8年間で企業における派遣労働者の割合が倍増! 先日、セミナーの準備のために厚生労働省のwebsiteを見ていて、派遣労働者の活用がより一層進んでいるという状況がはっきりと分かる資料に目が止まりました。面白い内容だと思いますので、本日は昨年10月に厚生労働省から発表された「平成18年 就労条件総合調査結果」の中から、「派遣労働者関係費用」に関する部分を取り上げてみましょう。


 この結果を見ると、平成18年に派遣労働者を受入れた企業数割合は36.7%で、前回(平成10年調査20.3%)に比べ16.4%上昇しました。また、派遣労働者受入れ企業の常用労働者に対する派遣労働者数割合は12.4%で、前回(同5.8%)に比べ倍増しています。その中でも特に金融・保険業での受入れ割合が高くなっており、多くの企業で派遣労働者の活用が進んでいることが明らかになっています(グラフはクリックして拡大)。
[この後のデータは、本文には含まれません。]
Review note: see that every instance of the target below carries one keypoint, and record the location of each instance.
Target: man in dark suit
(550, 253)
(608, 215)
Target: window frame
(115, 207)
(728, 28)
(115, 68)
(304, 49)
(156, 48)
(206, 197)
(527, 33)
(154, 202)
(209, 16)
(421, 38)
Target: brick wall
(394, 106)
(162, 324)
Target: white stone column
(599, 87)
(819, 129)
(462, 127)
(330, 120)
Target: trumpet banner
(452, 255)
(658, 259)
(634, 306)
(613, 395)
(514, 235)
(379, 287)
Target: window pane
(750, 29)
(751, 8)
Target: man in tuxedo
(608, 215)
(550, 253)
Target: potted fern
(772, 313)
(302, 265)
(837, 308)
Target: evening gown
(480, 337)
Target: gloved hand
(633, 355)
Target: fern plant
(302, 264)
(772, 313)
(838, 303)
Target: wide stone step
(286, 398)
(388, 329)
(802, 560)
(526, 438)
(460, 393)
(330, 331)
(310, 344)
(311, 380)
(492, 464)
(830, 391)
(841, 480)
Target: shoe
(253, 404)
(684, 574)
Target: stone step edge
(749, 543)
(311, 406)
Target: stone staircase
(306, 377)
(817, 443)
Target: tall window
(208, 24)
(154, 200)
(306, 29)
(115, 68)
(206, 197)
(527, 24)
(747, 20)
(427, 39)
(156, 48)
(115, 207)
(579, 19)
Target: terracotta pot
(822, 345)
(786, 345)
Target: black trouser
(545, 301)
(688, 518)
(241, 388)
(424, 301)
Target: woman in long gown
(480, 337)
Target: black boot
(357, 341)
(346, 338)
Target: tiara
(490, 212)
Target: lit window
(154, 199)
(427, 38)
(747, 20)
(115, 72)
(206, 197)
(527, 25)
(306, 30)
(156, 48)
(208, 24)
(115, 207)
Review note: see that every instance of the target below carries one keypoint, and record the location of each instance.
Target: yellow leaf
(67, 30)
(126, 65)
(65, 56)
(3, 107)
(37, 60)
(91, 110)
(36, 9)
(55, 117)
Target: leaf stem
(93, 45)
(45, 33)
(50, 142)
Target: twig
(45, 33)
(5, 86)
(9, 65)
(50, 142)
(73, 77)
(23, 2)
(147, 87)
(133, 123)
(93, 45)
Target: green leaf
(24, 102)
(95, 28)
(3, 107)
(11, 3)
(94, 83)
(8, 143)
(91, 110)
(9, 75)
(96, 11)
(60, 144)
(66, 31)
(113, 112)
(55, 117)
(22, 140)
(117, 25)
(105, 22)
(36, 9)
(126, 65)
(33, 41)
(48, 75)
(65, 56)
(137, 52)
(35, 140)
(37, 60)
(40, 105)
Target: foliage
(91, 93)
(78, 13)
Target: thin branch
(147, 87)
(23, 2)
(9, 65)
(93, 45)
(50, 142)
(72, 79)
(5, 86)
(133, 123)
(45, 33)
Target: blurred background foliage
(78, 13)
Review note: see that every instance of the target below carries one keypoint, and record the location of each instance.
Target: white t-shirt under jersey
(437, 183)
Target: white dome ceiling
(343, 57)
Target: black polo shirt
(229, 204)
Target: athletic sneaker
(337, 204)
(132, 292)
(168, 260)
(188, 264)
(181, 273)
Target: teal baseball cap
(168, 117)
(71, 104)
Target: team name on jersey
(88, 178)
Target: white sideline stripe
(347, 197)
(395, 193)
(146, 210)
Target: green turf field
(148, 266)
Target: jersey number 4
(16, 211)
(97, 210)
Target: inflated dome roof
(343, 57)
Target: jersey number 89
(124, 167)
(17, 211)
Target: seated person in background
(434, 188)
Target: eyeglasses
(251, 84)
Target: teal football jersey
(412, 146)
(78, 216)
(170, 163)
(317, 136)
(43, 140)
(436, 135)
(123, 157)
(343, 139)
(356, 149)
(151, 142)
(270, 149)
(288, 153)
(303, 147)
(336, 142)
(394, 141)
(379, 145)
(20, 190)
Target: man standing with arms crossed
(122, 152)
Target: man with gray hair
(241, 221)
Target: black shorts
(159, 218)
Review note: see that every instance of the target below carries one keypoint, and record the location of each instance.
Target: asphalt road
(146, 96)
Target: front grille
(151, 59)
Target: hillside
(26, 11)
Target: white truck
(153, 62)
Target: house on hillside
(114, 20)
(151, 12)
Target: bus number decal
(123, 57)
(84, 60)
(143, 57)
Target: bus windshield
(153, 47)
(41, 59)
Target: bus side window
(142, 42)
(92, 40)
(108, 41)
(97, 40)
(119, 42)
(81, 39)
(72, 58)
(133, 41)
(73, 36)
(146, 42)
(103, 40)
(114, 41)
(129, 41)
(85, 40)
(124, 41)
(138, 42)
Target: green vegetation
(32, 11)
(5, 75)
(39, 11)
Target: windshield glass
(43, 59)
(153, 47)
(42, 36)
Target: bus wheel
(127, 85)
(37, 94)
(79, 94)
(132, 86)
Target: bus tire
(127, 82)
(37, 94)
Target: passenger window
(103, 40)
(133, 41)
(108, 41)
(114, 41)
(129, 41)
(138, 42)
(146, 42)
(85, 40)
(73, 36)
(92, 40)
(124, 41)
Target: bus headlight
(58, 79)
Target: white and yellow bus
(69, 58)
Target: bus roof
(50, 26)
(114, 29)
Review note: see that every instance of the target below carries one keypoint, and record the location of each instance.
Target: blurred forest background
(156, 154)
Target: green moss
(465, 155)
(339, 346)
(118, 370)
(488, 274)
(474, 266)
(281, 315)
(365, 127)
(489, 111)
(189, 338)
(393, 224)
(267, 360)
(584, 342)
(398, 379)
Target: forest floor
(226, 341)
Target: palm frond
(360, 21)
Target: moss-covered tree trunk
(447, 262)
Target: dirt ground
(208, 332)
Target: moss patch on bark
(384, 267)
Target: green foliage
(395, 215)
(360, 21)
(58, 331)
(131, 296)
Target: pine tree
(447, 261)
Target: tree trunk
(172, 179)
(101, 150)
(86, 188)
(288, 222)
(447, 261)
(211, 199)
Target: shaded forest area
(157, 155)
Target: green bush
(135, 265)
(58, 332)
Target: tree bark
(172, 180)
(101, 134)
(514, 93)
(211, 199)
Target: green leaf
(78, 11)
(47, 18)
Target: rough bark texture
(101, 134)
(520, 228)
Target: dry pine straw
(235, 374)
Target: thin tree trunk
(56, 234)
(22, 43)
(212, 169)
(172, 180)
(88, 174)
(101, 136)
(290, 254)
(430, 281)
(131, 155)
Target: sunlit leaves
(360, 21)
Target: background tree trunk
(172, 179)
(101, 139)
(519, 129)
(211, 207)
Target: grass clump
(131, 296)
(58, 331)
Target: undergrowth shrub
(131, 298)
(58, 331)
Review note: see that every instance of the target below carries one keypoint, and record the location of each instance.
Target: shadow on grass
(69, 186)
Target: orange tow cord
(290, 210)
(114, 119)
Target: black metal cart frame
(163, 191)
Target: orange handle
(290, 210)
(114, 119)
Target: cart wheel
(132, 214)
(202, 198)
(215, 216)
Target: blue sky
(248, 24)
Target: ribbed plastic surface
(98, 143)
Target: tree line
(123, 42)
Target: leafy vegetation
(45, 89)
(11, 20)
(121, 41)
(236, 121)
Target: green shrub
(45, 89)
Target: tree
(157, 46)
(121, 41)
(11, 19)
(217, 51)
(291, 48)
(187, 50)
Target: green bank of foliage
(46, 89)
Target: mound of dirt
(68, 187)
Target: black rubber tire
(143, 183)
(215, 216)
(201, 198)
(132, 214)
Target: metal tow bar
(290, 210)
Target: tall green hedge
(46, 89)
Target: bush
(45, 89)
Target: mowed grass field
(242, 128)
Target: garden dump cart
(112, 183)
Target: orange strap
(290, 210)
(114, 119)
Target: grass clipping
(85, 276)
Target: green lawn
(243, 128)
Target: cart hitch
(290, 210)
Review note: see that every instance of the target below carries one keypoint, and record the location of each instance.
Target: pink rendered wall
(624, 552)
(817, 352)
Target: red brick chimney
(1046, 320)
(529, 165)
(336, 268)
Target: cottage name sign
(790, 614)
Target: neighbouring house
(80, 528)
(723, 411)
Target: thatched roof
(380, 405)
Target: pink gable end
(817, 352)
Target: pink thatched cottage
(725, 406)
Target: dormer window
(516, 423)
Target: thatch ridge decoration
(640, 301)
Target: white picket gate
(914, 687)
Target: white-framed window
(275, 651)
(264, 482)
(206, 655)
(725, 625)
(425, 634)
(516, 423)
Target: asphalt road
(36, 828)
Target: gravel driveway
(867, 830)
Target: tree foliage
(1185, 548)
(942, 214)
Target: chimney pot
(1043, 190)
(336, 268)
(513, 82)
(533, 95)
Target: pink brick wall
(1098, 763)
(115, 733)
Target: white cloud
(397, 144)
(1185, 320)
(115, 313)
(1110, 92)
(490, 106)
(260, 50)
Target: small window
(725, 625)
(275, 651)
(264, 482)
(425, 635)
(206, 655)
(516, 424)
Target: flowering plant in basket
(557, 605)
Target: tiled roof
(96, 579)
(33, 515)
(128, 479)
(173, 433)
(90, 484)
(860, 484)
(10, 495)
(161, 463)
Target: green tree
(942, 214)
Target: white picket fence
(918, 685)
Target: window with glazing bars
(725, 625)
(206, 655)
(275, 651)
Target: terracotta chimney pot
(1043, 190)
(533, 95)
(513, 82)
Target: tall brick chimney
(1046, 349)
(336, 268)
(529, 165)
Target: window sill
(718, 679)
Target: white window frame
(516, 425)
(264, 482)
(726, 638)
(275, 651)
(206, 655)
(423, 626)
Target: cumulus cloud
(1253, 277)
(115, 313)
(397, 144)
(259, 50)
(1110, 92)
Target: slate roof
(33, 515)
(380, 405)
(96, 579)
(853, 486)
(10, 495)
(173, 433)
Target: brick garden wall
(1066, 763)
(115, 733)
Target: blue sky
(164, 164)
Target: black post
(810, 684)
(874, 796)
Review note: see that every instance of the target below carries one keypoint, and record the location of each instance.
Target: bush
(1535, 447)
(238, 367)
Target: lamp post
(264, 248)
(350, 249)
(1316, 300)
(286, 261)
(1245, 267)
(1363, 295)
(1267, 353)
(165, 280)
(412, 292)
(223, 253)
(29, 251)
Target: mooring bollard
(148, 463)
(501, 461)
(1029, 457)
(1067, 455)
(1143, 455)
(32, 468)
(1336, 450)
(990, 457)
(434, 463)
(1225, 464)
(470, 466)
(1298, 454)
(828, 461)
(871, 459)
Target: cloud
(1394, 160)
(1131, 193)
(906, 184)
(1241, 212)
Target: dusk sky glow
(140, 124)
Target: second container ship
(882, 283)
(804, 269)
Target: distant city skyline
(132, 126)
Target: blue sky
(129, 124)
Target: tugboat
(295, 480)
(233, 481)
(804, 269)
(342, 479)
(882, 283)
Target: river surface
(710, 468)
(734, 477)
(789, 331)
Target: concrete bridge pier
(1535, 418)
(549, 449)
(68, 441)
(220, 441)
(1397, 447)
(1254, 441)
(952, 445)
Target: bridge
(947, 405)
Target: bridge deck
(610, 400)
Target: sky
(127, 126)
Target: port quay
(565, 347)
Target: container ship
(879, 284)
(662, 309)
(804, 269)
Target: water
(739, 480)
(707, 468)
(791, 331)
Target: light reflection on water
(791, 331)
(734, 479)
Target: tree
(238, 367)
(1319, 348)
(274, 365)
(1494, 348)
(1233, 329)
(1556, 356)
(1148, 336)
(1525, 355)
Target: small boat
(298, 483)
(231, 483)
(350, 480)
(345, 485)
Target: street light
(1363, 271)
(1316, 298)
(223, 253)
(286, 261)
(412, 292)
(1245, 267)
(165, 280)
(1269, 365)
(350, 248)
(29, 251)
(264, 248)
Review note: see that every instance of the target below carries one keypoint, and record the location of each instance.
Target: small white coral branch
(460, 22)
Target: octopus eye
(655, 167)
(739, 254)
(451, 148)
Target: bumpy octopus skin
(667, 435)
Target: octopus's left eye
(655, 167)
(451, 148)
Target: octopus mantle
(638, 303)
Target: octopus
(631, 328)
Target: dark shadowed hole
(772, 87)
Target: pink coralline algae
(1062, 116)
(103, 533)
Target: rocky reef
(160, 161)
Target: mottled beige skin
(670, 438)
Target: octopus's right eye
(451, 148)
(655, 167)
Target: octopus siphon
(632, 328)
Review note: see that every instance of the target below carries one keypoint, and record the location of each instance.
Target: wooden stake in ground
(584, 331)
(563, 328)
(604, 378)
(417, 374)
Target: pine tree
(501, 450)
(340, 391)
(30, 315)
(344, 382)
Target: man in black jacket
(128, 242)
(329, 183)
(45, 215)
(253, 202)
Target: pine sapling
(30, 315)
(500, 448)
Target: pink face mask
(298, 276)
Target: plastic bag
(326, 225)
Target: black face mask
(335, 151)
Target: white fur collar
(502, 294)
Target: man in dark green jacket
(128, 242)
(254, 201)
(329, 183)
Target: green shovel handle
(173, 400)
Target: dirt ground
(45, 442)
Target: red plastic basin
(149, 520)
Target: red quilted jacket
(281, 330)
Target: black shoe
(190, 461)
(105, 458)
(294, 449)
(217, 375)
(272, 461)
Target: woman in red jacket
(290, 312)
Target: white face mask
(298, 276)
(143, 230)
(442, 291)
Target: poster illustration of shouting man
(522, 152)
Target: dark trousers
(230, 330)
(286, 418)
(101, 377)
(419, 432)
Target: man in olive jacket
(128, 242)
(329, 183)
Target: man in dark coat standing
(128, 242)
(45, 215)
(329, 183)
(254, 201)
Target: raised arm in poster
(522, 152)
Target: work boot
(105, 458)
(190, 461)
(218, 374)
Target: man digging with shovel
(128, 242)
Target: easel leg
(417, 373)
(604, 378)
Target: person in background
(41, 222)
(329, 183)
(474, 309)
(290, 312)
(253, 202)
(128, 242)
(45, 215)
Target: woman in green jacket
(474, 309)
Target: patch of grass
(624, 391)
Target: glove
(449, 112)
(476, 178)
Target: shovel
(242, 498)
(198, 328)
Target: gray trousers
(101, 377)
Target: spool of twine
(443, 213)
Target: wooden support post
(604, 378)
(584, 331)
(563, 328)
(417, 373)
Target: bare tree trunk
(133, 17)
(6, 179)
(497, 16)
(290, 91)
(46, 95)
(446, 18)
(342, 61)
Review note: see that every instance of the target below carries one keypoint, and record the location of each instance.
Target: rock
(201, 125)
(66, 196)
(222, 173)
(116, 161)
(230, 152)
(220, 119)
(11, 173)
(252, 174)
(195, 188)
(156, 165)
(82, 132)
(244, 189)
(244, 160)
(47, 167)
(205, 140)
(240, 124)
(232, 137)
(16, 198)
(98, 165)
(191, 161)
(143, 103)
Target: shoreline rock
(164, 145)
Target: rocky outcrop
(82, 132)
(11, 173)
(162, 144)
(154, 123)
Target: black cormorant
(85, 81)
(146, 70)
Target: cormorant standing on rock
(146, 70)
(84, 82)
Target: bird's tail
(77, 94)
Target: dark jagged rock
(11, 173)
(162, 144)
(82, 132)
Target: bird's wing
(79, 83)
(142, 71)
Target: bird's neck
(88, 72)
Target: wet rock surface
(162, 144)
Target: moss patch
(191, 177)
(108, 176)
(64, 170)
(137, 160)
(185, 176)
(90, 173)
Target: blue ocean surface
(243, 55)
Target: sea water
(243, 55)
 また、派遣労働者を受入れた企業の「1企業1か月平均派遣労働者受入れ関係費用」は、78,826千円(同62,168千円)となっており、「1人1か月平均派遣労働者受入れ関係費用」は、231,697円(同296,551円)となっています。1企業あたりの受入れ関係費用が伸びていることに対し、1人あたりの受入れ関係費用が減少していることを考えると短期間もしくは短時間の派遣労働者の活用が進んでいることが予想されます。今回の調査結果は、派遣労働者の活用が進んでいることを裏付ける興味深い結果が出ているといえるでしょう。 



参考リンク
厚生労働省「平成18年 就労条件総合調査結果の概況」
http://www.mhlw.go.jp/toukei/itiran/roudou/jikan/syurou/06/index.html


(宮武貴美)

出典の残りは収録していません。